À l'étage suivant, la forme chronologique cède le pas à un découpage par thèmes. Des clips où l'animation domine (comme Spacious Thoughts réalisé par les Montréalais Fluorescent Hill pour N.A.S.A.) voisinent des expérimentations en 3D (Wanderlust de Björk), tandis que toute une section est consacrée aux clips mettant l'accent sur la chorégraphie (comme Single Ladies de Beyoncé).

Surtout, cette partie montre les dernières évolutions du genre à l'ère de l'internet 2.0. On y découvre notamment deux clips interactifs du réalisateur québécois Vincent Morisset: Sprawl II et Neon Bible pour Arcade Fire. Les deux peuvent être modifiés par le spectateur à l'aide d'un ordinateur. Naturellement fier de retrouver ses oeuvres dans un tel cadre, Morisset croit que les clips interactifs sont appelés à connaître de beaux jours.

«Ça fait dorénavant partie du spectre des possibilités. Avec le temps, de plus en plus de créateurs seront à l'aise avec les outils et les technologies pour y arriver», explique-t-il de Los Angeles, où il donnait justement un séminaire sur la question.

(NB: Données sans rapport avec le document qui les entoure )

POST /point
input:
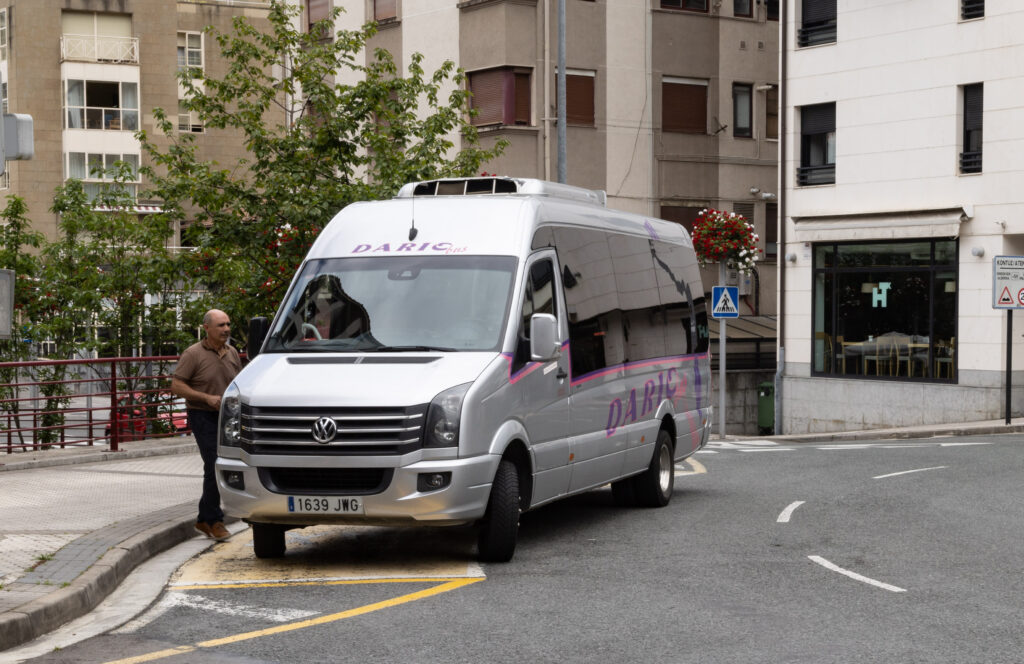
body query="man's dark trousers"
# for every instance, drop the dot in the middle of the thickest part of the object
(204, 426)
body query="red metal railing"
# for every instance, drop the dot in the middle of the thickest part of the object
(65, 403)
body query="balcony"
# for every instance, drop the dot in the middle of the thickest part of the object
(90, 48)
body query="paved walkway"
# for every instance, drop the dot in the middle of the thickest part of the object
(74, 523)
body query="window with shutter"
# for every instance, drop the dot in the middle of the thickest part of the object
(500, 96)
(817, 144)
(973, 112)
(771, 113)
(580, 98)
(384, 9)
(742, 109)
(684, 106)
(521, 104)
(316, 10)
(690, 5)
(771, 230)
(972, 9)
(818, 23)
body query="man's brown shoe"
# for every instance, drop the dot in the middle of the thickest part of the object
(215, 531)
(219, 532)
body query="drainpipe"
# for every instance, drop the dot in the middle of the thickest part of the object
(546, 113)
(782, 197)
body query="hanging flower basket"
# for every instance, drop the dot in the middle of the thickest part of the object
(725, 237)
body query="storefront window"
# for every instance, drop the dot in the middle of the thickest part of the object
(886, 309)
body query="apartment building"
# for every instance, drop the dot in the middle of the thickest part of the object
(671, 105)
(90, 72)
(901, 164)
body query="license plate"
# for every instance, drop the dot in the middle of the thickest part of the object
(331, 505)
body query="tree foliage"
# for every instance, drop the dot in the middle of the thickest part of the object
(323, 126)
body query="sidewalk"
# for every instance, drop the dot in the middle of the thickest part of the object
(76, 522)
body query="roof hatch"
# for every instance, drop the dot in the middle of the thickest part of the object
(502, 185)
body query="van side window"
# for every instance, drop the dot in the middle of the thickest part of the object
(541, 297)
(629, 298)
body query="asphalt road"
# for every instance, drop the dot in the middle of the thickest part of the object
(893, 551)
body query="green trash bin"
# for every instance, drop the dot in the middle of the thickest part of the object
(766, 408)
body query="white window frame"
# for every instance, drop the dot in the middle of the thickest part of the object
(190, 49)
(108, 114)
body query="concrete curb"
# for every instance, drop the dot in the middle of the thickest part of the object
(84, 593)
(96, 457)
(898, 434)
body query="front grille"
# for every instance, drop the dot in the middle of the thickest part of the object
(360, 430)
(332, 482)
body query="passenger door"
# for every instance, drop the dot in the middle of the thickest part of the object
(543, 387)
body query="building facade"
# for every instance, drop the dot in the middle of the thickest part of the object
(671, 105)
(90, 72)
(900, 168)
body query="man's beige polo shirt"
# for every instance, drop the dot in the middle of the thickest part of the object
(207, 370)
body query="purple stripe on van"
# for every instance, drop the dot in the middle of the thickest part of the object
(634, 365)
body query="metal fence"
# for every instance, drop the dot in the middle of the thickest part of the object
(64, 403)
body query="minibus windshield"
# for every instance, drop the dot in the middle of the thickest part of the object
(396, 303)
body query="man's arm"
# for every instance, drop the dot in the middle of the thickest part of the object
(181, 388)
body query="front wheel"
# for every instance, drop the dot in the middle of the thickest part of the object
(268, 540)
(653, 486)
(501, 523)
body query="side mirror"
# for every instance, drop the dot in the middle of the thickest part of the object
(544, 341)
(258, 327)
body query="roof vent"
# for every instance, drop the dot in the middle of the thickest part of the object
(502, 185)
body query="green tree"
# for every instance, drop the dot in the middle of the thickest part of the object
(18, 251)
(314, 143)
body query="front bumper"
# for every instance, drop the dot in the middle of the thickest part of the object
(462, 501)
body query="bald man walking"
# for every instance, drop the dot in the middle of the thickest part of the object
(204, 372)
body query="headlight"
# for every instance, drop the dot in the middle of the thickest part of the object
(230, 417)
(443, 416)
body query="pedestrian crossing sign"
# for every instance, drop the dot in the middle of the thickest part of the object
(724, 300)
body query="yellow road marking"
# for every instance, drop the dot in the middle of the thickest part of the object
(329, 552)
(302, 624)
(281, 584)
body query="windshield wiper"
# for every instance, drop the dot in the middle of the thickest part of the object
(411, 348)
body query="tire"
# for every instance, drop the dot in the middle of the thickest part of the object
(653, 486)
(268, 540)
(623, 493)
(501, 523)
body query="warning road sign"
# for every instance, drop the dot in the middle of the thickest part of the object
(1008, 282)
(724, 300)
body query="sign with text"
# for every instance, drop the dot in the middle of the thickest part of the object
(1008, 282)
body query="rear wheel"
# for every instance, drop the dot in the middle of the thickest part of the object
(501, 523)
(653, 486)
(268, 540)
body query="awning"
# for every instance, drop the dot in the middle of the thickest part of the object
(941, 222)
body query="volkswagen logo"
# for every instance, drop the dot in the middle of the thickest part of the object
(325, 429)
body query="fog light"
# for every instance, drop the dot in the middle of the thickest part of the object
(235, 480)
(432, 481)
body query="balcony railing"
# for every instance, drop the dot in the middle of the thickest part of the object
(90, 48)
(971, 162)
(809, 175)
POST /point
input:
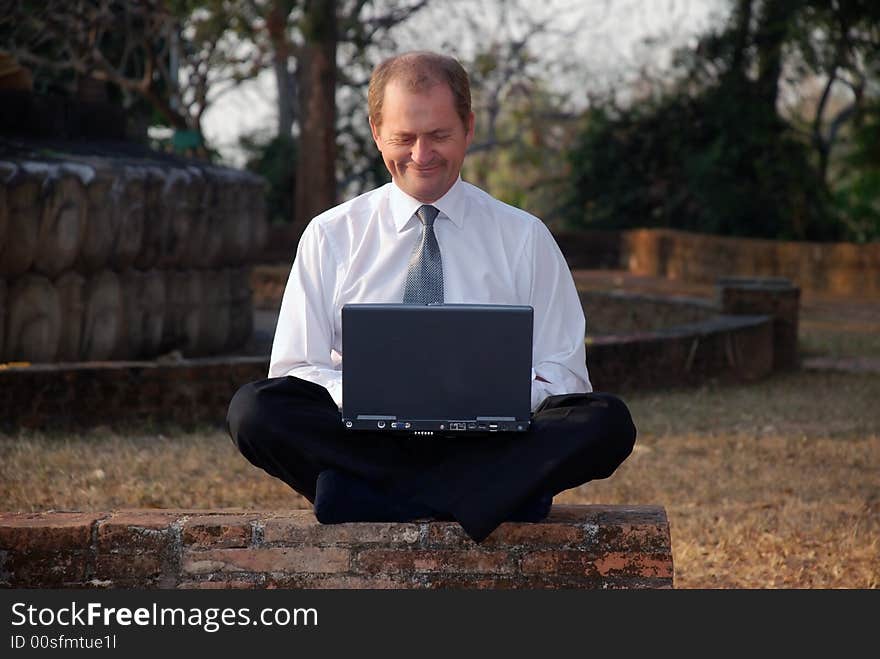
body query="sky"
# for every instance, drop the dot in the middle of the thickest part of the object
(590, 44)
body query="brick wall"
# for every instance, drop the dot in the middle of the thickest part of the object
(576, 547)
(836, 268)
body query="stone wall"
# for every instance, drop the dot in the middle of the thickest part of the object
(188, 392)
(107, 257)
(575, 547)
(834, 268)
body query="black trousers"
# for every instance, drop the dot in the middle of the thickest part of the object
(293, 430)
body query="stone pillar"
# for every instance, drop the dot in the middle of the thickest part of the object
(770, 296)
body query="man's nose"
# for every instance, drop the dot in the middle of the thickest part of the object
(421, 151)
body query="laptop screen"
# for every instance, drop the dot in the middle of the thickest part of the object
(447, 367)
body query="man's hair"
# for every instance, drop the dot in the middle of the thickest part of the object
(418, 71)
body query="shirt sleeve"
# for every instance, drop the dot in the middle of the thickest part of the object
(559, 352)
(304, 336)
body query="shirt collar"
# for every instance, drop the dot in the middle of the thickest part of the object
(450, 205)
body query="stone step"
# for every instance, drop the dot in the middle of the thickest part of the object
(577, 546)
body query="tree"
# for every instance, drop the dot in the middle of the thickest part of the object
(174, 55)
(712, 151)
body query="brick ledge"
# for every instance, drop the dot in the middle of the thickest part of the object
(578, 546)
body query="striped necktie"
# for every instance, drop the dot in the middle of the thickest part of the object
(424, 276)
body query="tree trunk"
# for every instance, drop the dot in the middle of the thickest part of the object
(316, 169)
(285, 81)
(775, 19)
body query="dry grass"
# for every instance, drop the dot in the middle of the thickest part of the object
(769, 485)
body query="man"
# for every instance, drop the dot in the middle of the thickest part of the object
(375, 248)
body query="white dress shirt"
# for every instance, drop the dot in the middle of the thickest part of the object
(492, 253)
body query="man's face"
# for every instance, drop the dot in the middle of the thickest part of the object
(422, 139)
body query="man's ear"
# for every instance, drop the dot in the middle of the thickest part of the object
(375, 131)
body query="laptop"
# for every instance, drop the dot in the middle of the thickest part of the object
(436, 369)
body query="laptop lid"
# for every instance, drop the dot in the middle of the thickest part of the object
(436, 368)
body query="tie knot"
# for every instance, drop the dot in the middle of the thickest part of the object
(427, 214)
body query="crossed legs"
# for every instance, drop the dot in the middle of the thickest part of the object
(292, 429)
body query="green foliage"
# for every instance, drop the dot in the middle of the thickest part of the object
(275, 160)
(710, 164)
(711, 153)
(858, 193)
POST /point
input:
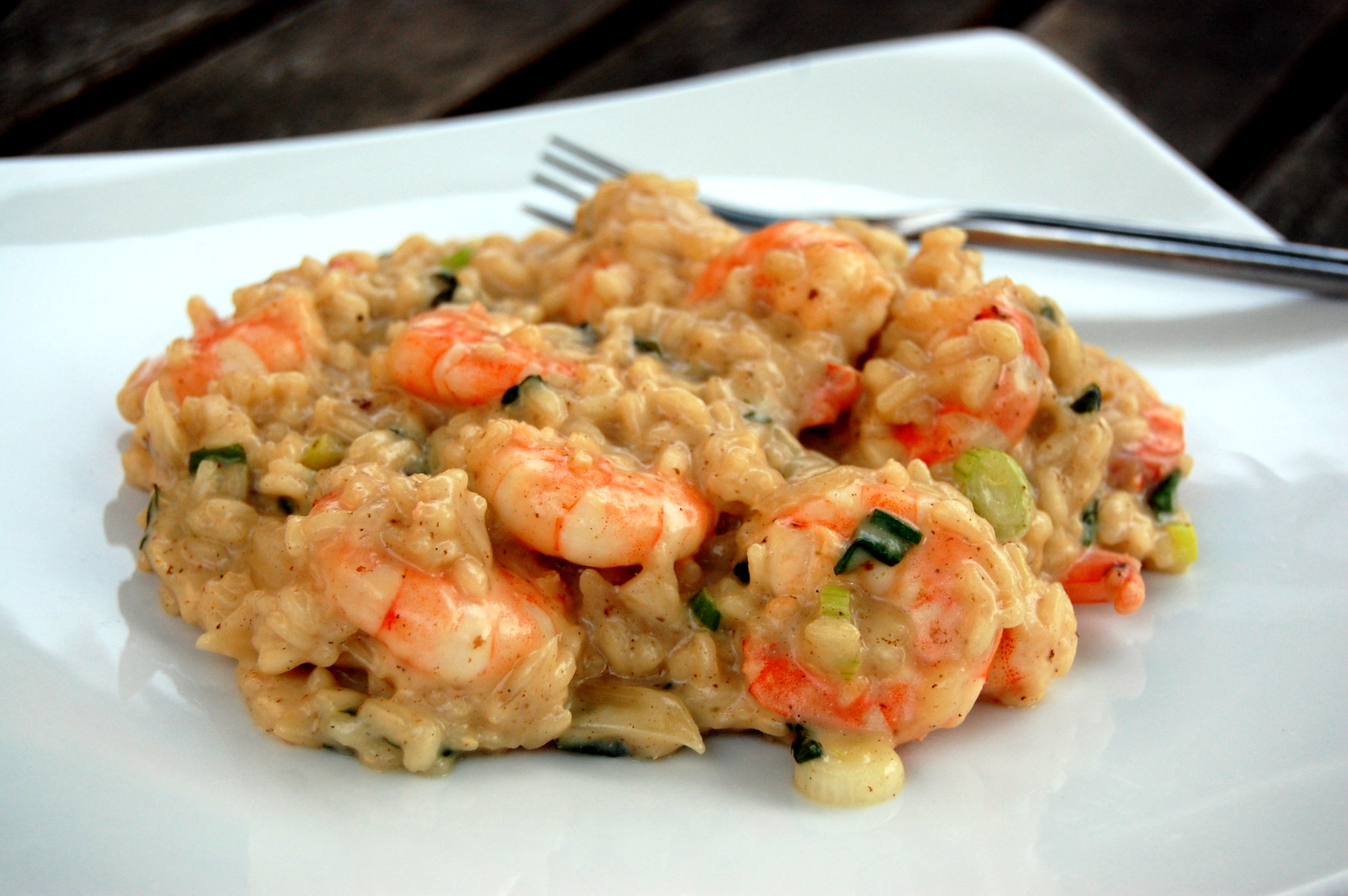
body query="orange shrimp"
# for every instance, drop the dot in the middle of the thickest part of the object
(573, 503)
(1106, 577)
(826, 400)
(1009, 411)
(835, 283)
(466, 638)
(279, 336)
(925, 629)
(463, 356)
(1142, 464)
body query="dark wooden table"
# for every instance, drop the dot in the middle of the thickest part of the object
(1255, 93)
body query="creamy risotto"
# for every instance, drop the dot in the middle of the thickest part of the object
(616, 489)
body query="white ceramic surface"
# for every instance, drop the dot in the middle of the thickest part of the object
(1199, 745)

Le réalisateur, qui a visité l'exposition, est particulièrement ravi de voir «comment la culture web sous toutes ses facettes y est présentée». En effet, une section intitulée «Remix» montre comment le grand public s'est réapproprié des clips au cours des dernières années pour faire des mashups (en mettant par exemple la musique de Vogue de Madonna sur les images du film plein de testostérone 300), des pastiches ou d'incontournables lipdubs.

«J'ai trouvé très intéressant que des projets façonnés par le public soient présentés dans un musée de renom. On pourrait croire que ce type de vidéo est un genre mineur, mais les conservateurs Jonathan Wells et Meg Grey ont reconnu avec justesse l'importance de ce changement de dynamique entre les spectateurs et les oeuvres à l'heure du numérique», souligne-t-il.

Spectacle: The Music Videoest présentée jusqu'au 16 juin.